PÃO DE VIDA
Dois Peregrinos da Esperança
Manifestou-se uma surpresa interessante, a notícia inédita de um encontro significativo de Américo Monteiro de Aguiar com o Padre Albano Alves, em Nine, há 100 anos, em 7 de Agosto de 1925, com base no seu diário, a seguir à sua despedida do Convento Franciscano de Vilariño de la Ramallosa — Tuy, na Galiza. O Padre Albano escreveu que ficou surpreendido com a chegada do seu bom amigo Américo de Aguiar no comboio proveniente de Valença. E seguiram juntos até Ermesinde.
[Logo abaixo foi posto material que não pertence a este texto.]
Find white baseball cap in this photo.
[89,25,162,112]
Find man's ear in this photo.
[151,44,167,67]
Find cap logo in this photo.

Padre Albano foi para o Porto e Américo de Aguiar certamente partiu para a estação de Cête, mais próxima da sua terra natal.
De notar que, anteriormente, o Padre Ambrósio acompanhou o Padre Albano até à estação, em Braga, de partida para o Porto. Este franciscano amigo era, de facto, o Padre Manuel Alves Correia, que nasceu a [6-IX]-1881, em Aguiar de Sousa — Paredes, e faleceu a 23-XI-1948, em Lisboa. A propósito, foi este sábio frade franciscano [vd. Alexandre dos Santos, O.F.M. — 'O franciscano Padre Américo', in Alma, N.º 21, Set. 1956, p. 3-4] que recebeu Américo de Aguiar quando este foi a Tuy em Setembro de 1923, angustiado vocacionalmente: «Em Setembro falo com o Provincial e fico dois dias em Tuy. O que ali sofri não se pode explicar. Assaltava-me a ideia de que estava doido e por doidos tomei todos os frades, quando os vi na Capela prostrados, a orar. Para quê, e a quem, perguntava-me eu!» [O Gaiato, N.º 417, 5 Março 1960, p. 8].
Depois da saída do Convento de Vilariño, em 6 de Agosto de 1925, que com grande mágoa sua foi aconselhado a desistir, e daquela viagem desde Tuy, Américo de Aguiar dirigiu-se então para a casa de seu irmão Padre José Monteiro de Aguiar, então Pároco em S. Miguel de Paredes — Penafiel, depois de ter sido missionário no Oriente, em Cochim, e sábio historiador penafidelense. Este sacerdote confidenciou a António Moreira da Rocha «da profunda emoção de que vinha possuído o Américo ao entrar em sua casa despedido do convento — tal era o desfalecimento que a sós no quarto irrompera em copioso pranto» [revista Penafiel, N.º 1, 1972, p. 40]. Na verdade, chegou aí «desfalecido, desorientado com tal decisão imposta pelo Guardião» [O Gaiato, N.º 326, 1 Set. 1956, p. 2].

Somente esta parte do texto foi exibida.